By Yetunde Adeyeri
Tyler Perry’s $250 million studios opened on Saturday, October 5, and it had the biggest names in the entertainment industry in attendance.
The 134-hectare (330-acre) studio which once served as a Confederate army base is one of the largest in the US. Tyler Perry Studios has 12 soundstages, each named after seminal black actors and actresses, including Cicely Tyson, Whoopi Goldberg, Diahann Carroll, Will Smith, and Denzel Washington.
The complex is larger than Paramount, Warner Bros and Walt Disney’s Burbank studios combined. Perry is the first African American to own a studio outright — no corporation or partners are involved in the venture. He even mapped out the plans for the complex on his own: “If I hadn’t gone into entertainment, I would have been an architect.”
There’s a replica of the White House for his upcoming presidential television series “The Oval”, a hospital, jail, an airliner, an airport terminal, trailer park, and a suburban subdivision.

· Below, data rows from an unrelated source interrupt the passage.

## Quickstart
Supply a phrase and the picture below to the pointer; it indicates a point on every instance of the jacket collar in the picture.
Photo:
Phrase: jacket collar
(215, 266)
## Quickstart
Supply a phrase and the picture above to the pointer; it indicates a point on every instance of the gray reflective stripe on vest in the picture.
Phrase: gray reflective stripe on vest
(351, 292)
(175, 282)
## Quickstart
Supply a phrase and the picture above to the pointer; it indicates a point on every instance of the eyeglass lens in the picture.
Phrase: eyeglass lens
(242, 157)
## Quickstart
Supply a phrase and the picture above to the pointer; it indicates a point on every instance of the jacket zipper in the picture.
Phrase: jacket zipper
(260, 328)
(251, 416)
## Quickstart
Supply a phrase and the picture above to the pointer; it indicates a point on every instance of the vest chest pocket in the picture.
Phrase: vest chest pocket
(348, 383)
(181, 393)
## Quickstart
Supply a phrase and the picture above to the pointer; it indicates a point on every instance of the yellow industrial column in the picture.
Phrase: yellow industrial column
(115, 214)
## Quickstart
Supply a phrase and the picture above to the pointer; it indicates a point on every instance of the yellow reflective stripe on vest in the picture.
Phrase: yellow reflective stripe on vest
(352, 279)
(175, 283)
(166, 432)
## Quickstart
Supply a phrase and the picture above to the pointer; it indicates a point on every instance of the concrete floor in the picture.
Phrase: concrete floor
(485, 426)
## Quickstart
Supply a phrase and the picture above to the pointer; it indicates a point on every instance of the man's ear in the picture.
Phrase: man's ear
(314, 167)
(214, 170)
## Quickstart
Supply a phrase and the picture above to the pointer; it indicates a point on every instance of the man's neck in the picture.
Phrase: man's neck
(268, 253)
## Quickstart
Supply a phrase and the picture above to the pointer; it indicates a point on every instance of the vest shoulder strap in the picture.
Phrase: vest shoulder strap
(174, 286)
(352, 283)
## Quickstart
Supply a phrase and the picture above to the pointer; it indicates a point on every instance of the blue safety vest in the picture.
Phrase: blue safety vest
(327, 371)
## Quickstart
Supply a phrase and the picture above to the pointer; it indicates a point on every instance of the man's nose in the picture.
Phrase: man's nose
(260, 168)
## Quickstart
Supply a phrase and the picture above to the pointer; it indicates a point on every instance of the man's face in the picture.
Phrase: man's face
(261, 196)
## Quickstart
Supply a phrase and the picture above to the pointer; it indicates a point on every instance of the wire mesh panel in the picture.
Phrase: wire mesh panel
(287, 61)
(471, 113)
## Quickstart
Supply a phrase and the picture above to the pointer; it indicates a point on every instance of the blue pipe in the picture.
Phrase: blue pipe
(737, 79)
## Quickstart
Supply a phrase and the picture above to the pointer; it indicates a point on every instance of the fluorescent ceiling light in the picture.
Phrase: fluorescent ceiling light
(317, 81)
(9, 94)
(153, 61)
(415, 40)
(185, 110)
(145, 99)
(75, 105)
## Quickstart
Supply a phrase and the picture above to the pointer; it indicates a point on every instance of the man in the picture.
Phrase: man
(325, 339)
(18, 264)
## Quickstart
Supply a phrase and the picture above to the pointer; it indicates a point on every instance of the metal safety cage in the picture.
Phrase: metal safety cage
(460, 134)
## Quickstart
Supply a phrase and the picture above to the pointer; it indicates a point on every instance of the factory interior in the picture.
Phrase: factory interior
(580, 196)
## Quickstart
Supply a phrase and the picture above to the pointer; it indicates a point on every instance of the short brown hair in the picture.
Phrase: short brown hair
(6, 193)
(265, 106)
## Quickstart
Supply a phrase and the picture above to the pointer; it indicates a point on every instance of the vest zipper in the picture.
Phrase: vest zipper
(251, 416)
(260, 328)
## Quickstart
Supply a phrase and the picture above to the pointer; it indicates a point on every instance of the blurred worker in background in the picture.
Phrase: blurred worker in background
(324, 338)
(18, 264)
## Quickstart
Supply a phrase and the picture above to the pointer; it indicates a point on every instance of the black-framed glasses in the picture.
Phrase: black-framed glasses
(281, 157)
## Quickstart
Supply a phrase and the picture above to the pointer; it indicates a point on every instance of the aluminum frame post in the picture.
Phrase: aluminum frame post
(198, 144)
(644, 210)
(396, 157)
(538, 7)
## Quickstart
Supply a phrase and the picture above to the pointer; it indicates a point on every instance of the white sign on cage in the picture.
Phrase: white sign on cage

It was also learned that ace Hollywood filmmaker is also planning an up to 3,000-seat theater for concerts and other events. Frustrated by a lack of development outside his complex, Perry said he also plans restaurants and retail on the grounds of his studios, which he said he wants to become a weekend destination for tourists and the community.

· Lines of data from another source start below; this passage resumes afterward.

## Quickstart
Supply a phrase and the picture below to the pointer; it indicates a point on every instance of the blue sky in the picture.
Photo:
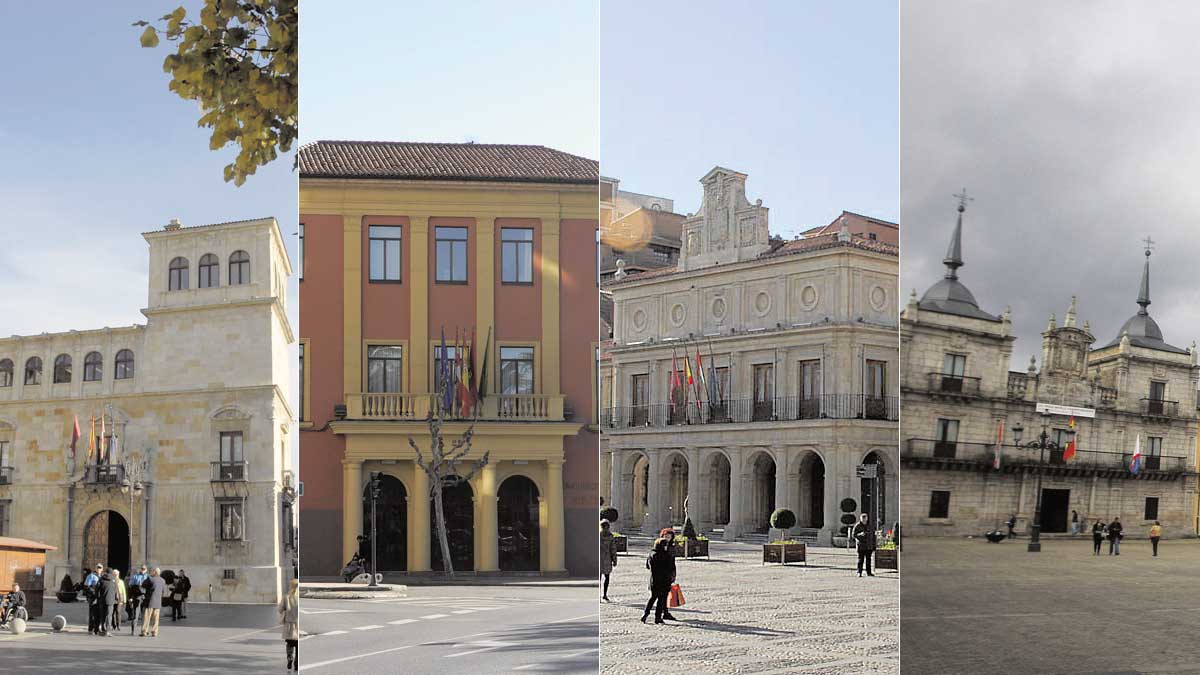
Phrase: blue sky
(491, 72)
(802, 96)
(96, 151)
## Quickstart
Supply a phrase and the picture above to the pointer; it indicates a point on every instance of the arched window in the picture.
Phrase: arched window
(34, 370)
(239, 268)
(93, 368)
(61, 369)
(178, 275)
(209, 272)
(124, 364)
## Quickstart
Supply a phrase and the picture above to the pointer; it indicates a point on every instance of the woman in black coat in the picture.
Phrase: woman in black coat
(661, 566)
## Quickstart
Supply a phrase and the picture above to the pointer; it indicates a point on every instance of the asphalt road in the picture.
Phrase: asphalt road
(214, 638)
(973, 608)
(454, 629)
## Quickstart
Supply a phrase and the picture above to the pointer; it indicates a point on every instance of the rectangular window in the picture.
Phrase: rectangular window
(940, 503)
(384, 250)
(451, 255)
(384, 369)
(516, 370)
(516, 255)
(232, 520)
(300, 412)
(1151, 509)
(947, 442)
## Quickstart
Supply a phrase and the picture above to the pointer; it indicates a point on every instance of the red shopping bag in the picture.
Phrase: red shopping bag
(675, 598)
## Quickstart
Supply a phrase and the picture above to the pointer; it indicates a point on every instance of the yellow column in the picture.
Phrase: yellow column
(487, 554)
(352, 303)
(550, 306)
(352, 507)
(419, 521)
(419, 317)
(485, 280)
(556, 539)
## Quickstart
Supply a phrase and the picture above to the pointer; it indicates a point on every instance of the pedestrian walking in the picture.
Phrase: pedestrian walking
(154, 587)
(1097, 536)
(663, 573)
(864, 541)
(1115, 537)
(289, 615)
(607, 556)
(106, 597)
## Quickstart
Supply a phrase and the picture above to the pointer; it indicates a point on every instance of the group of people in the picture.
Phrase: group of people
(142, 597)
(663, 568)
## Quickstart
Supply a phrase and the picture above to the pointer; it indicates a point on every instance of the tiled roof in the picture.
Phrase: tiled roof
(784, 249)
(444, 161)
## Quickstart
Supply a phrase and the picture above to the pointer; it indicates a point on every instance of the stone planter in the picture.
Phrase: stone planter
(694, 548)
(887, 559)
(784, 554)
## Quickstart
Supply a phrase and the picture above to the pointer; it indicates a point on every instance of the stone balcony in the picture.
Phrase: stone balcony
(415, 407)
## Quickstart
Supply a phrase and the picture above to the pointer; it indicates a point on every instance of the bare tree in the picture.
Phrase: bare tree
(441, 469)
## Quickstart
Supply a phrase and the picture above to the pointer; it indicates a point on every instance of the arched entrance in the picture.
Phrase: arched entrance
(811, 491)
(517, 514)
(641, 503)
(106, 541)
(391, 530)
(873, 503)
(762, 491)
(457, 505)
(677, 489)
(718, 490)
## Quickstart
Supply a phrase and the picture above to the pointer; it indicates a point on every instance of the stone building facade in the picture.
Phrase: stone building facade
(192, 422)
(961, 404)
(802, 338)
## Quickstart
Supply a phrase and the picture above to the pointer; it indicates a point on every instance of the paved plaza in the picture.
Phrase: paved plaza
(977, 608)
(742, 616)
(214, 638)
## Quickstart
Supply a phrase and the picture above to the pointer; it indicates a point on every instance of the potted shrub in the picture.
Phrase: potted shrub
(619, 542)
(784, 550)
(689, 543)
(66, 592)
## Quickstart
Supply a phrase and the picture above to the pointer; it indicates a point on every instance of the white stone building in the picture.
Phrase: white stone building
(191, 466)
(803, 340)
(961, 405)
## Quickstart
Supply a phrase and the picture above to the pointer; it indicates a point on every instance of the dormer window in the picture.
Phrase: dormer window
(177, 275)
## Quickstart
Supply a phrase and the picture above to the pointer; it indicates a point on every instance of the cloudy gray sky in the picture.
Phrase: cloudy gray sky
(1077, 129)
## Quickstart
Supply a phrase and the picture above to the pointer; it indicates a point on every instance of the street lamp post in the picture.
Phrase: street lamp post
(1042, 443)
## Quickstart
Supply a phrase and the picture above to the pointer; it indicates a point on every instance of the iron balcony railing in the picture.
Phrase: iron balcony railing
(231, 471)
(739, 411)
(1158, 407)
(985, 453)
(958, 384)
(103, 475)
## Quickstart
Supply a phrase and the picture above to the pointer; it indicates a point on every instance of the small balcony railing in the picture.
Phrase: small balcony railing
(1158, 407)
(406, 406)
(103, 475)
(954, 384)
(226, 471)
(784, 408)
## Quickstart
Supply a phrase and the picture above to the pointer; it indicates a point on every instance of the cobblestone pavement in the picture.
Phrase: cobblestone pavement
(742, 616)
(977, 608)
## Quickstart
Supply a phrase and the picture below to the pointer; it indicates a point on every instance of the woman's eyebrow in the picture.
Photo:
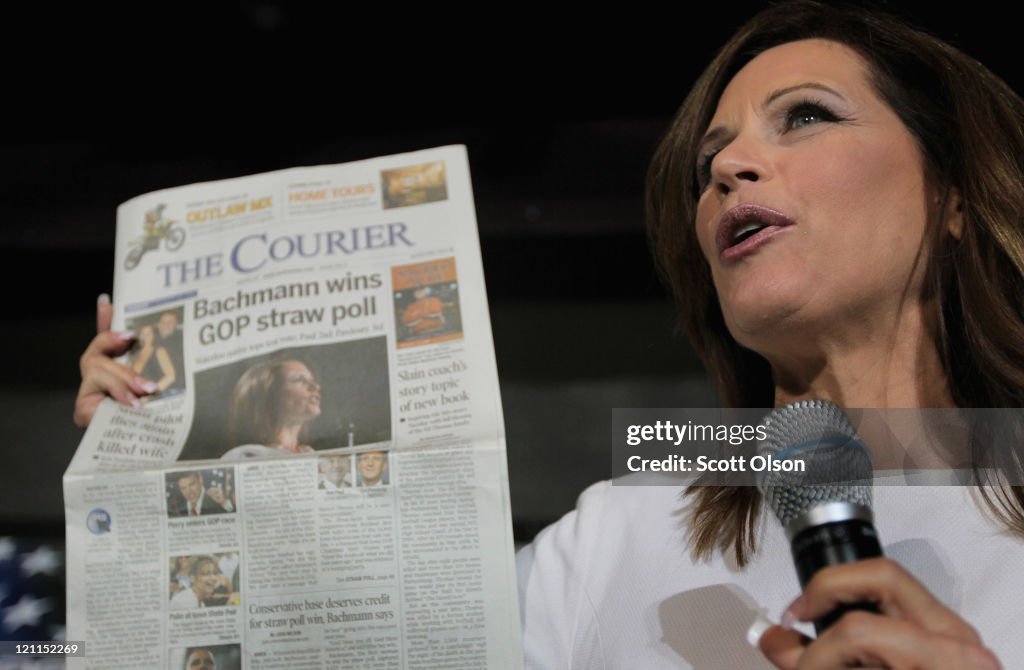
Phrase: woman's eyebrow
(774, 95)
(715, 134)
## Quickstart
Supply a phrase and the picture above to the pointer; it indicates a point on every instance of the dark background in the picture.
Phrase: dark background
(560, 115)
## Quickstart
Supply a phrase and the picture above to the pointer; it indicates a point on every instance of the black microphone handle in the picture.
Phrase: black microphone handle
(833, 544)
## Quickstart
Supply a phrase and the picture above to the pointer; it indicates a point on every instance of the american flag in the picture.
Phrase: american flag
(32, 596)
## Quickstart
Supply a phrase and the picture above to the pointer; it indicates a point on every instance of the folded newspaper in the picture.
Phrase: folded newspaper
(321, 479)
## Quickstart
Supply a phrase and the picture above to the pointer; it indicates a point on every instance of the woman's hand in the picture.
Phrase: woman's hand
(101, 376)
(913, 630)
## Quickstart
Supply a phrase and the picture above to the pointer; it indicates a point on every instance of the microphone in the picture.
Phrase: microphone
(826, 509)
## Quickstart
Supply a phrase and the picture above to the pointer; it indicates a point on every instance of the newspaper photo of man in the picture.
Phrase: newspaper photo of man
(200, 493)
(206, 657)
(372, 469)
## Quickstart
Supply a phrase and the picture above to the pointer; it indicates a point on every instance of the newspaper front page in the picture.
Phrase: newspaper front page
(321, 480)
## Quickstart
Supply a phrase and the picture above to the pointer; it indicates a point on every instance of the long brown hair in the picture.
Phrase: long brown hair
(970, 128)
(255, 408)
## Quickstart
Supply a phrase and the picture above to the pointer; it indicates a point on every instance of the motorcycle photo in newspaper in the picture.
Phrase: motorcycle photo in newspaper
(156, 228)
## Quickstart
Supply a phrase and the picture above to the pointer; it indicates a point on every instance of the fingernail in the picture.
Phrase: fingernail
(757, 629)
(145, 384)
(793, 614)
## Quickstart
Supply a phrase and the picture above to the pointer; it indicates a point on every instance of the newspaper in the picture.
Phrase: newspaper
(322, 342)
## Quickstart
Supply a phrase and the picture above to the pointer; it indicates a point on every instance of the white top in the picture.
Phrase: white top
(612, 585)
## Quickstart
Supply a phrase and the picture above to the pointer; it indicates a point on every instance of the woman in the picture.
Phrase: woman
(271, 408)
(206, 583)
(837, 207)
(152, 361)
(179, 575)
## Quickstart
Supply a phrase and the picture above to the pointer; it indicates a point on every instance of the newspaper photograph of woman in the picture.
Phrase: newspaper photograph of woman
(295, 401)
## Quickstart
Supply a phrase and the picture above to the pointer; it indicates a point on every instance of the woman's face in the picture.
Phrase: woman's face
(207, 579)
(814, 202)
(299, 396)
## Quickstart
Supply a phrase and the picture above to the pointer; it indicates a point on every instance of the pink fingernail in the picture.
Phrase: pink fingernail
(146, 385)
(757, 629)
(793, 614)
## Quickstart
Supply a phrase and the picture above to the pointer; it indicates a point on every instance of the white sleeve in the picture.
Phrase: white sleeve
(558, 620)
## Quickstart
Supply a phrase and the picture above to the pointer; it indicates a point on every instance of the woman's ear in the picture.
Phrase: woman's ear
(953, 214)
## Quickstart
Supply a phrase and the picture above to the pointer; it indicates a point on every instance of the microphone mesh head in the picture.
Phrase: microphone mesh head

Achieving his landmark goal was easier because the industry never understood what he represented, he says.
“Being underestimated was the greatest gift I ever had,” says Perry. “I was always able to make some really great deals because people had no idea of the following or the connection I have with my audience. Because that audience is black, it’s been ignored, for the most part. It’s not as valued as the mainstream audience. That’s what I’ve had to come to terms with. But the truth is, this place is because of what that audience is able to do.
“African American fans, like country music fans, are die-hard people who are with you, ride or die,” he continues. “Black women especially. When they are with you, you can move heaven and Earth. They have been with me from day one.”
The grand opening gala had 800 guests including A-list stars like Viola Davis, Ava DuVernay, Oprah Winfrey, Whoopi Goldberg, Halle Berry, Samuel L. Jackson, Tiffany Haddish and Stacey Abrams. They all walked the red carpet lined with walls adorned in roses and also shared their admiration and support for Perry.
Winfrey praised Perry and told the AP the new studio head is a force to be reckoned with.
“He didn’t wait for other people to validate or to say you should go this way or that way. He said I’m going to create my own way and as we can see here, become a force for himself,” Winfrey said.
“I remember when he was thinking about buying this place and I said ‘You’d be crazy not to take it.'” she added.
Samuel L. Jackson pointed to Perry’s vision as the key to his ascent.
“This is more about Tyler the entrepreneur. The visionary. A guy who understands that ownership means that you can do what you want,” Jackson said as he paused along the red carpet.
One attendee called the event “the black Met Gala” — but in actuality, the guest list gave the event the feel of the Oscars, Emmys,
and Grammys combined. Until the early hours of Sunday morning, Black Hollywood royalty mixed and mingled — with a guest list that included music superstars Ludacris, T.I., Usher, Diddy and Jay-Z (whose DeLeon tequila, Ciroc vodka and Ace of Spades champagne respectively were featured at the bars inside the venue); politicians like former Georgia gubernatorial candidate Stacey Abrams, Rep. Maxine Waters, Rep. John Lewis, and President Bill Clinton and Hillary Clinton; media figures CBS’s Gayle King, CNN’s Don Lemon, Tamron Hall and “The View’s“ Sunny Hostin; and award-winning creators Viola Davis, Samuel L. Jackson, Debbie Allen, Phylicia Rashad, David Oyelowo and Ava DuVernay.